Beyond 2025: Optical Interconnects

  • Upcoming upgrades may include optical PCIe lanes

  • Could raise theoretical throughput to 25 TB/s

Section 8: Implications for Developers and Enterprises

Fine-Tuning on Local Machines

  • Techniques like LoRA and QLoRA allow users to fine-tune subsets of DeepSeek models without requiring TB/s I/O

On-Demand Inference

  • Streaming APIs allow real-time retrieval of data from high-throughput backends

  • Useful for medical, legal, and enterprise applications requiring real-time document parsing

Democratizing AI

  • Open-source DeepSeek variants are being optimized for consumer-grade GPUs

  • New formats like "torch.indexed.dataset" allow faster loading even on laptops

Conclusion

Reading 6 TB of data per second isn't science fiction — it's now a benchmark in high-performance AI engineering, thanks to DeepSeek's fusion of software and hardware mastery.

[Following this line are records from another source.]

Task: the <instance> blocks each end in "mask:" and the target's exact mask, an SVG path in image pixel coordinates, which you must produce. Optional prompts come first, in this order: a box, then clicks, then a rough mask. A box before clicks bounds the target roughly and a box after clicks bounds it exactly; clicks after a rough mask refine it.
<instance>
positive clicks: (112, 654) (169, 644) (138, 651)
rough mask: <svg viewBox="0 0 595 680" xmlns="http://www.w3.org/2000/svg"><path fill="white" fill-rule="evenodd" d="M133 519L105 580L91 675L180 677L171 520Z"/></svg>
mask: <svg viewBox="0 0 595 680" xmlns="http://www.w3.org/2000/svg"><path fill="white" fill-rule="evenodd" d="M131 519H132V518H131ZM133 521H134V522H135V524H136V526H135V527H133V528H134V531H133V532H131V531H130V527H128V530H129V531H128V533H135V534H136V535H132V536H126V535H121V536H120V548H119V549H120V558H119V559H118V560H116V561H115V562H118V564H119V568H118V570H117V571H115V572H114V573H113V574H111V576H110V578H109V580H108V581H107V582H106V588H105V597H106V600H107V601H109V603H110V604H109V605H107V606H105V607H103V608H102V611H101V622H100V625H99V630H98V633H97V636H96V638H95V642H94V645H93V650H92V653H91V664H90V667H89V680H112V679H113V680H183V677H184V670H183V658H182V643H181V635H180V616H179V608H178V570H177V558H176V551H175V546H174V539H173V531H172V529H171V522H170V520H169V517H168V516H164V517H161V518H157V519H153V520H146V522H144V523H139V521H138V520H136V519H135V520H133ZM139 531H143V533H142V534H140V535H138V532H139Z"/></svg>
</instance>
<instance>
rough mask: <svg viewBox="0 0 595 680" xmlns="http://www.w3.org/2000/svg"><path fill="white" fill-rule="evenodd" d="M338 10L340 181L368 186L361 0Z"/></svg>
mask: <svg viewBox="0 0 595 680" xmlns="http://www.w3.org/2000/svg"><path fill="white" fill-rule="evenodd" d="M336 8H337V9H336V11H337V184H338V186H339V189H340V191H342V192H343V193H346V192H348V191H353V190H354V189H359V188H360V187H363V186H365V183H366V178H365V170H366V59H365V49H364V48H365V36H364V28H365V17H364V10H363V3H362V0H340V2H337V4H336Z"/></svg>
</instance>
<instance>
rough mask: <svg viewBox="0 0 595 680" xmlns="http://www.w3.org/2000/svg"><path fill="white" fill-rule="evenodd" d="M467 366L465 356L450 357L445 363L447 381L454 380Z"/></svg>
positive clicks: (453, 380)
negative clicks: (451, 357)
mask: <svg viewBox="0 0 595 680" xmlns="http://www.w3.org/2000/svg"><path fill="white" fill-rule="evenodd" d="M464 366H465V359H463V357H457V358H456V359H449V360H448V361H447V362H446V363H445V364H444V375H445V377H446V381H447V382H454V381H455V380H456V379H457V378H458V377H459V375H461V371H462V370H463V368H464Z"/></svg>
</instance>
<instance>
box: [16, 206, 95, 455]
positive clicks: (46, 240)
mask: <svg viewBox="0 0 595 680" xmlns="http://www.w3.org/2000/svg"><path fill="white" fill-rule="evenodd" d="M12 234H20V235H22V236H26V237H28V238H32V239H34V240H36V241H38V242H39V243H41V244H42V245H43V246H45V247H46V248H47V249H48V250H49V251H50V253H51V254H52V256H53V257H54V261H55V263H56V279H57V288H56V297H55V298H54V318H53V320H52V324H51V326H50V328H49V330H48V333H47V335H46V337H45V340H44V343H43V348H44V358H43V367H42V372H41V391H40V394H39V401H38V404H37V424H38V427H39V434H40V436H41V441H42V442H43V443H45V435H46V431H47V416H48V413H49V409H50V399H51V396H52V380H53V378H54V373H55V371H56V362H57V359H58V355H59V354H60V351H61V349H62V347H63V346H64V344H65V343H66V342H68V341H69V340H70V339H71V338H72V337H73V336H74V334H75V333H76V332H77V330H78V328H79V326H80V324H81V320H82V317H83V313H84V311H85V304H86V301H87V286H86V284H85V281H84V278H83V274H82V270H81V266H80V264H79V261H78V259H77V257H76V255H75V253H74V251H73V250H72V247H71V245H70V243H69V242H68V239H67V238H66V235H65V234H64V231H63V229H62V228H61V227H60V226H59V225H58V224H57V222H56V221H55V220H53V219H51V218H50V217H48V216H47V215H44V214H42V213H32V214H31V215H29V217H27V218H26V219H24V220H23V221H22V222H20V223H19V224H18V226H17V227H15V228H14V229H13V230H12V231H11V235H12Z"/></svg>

This achievement represents a fundamental shift in how we scale large language models, allowing for faster, cheaper, and more intelligent systems.

As other AI labs begin to adopt similar architectures, one thing is clear: the future of AI won't just be about smarter models — it will be about smarter infrastructure.

"DeepSeek's data pipeline is the nervous system of modern AI — without it, the brain can’t think fast enough."

Let us know if you’d like this article adapted into a visual infographic or translated into Mandarin!